Nobody Does It Better? Well, that’s why we’re here, right?
It may seem a distant or non-existent memory for most, but it’s almost impossible to get over just how huge Carly Simon was in the 1970s.
Possibly the greatest white female singer-songwriter America has ever produced, her songs – among them That’s The Way I’ve Always Heard it Should Be, Anticipation and of course the deliciously catty You’re So Vain – soundtracked the lives of an entire generation. With 1975’s Attitude Dancing she also sort-of invented voguing, a full fifteen years before Madonna, and in 1977 she recorded one of the best loved Bond themes, the elegiac, exceptional Nobody Does It Better.
Nobody Does It Better was the main theme from the tenth James Bond film, The Spy Who Loved Me, though both song and score were the work of Pulitzer Prize–winner Marvin Hamlisch, with the soundtrack being one of the few non-Barry scored movies before the 1990s.
Now 77 herself (or 79 according to some reports), the lyrics were, atypically, not by Simon but the future Mrs. Burt Bacharach, Carole Bayer Sager, who was romantically involved with Hamlisch at the time. That intimate element seeped into the song, though the gentle piano of the opening bars (based on an unspecified Mozart riff, according to Hamlisch) is a tad misleading, disguising a lust-drunk power anthem about a mythic lover that deceptively builds with an orchestral climax that is essentially about sex. Or as the appropriately named Roger Moore said at the end of the film, “Keeping the British end up.”
Nobody Does it Better is the favourite of many 007 aficionados, but, great song that it is, it doesn’t actually sound much like a Bond theme. Though unlike Goldfinger, at least this one is actually about our hero — he’s so vain he probably thinks this song is about him — and he’s right: no other 007 tune captures the spirit of the character himself, while still managing to pull off a certain universality. It’s the song that, if he were real, would be played at Bond’s funeral while all his friends and discarded lovers got teary-eyed together.
In fact, he probably would have insisted on it, and then jumped out of the coffin, and skied down an exploding mountain. Just for kicks.
The song has the distinction of being the first Bond opening theme to to avoid eponymous titling since… well, since the not-quite-settled-on-the-formula-yet series opener Dr. Though it’s a matter of intrigue that as they managed to shoehorn “But like heaven above me/The spy who loved me” into the lyrics anyway, why just name it after the movie anyway?
After all, David Bowie’s Space Oddity and Queen’s Bohemian Rhapsody did just fine without their titles being mentioned at all.
At that time, it was also the only theme tune in the series that was expressly about James Bond. In 2004, the song was honoured by the American Film Institute as the 67th greatest song as part of their 100 Years Series.

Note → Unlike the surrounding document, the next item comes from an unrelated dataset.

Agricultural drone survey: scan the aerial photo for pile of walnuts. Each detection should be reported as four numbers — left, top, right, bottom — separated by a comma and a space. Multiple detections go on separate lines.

No matter. Nobody Does It Better was so successful that its title has become a significant part of James Bond universe phraseology. A huge worldwide hit, the song charted for a whopping six months on the Billboard Hot 100, even longer than Carly Simon’s notorious You’re So Vain. In Britain, it peaked in seventh place in mid- September 1977 as the newly dead Elvis Presley was sitting pretty at the top of the charts with Way Down.
The song’s been much covered too — everyone from Radiohead to Julie Andrews to Bobby Brown — and has appeared in everything from Lost In Translation and Bridget Jones: The Edge Of Reason to bridal showers across the world — and it might be a hotel lobby staple if not for the smuttiness of its lyrics. “There’s some kind of magic inside you/That keeps me from runnin’/But just keep it comin.” Hair metal bands who could learn a few things from this.
Of all the odes to Bond’s legendary sexual prowess (and there were a lot of them), Simon’s is the most satisfying, because nobody, and I mean nobody, plugs it better.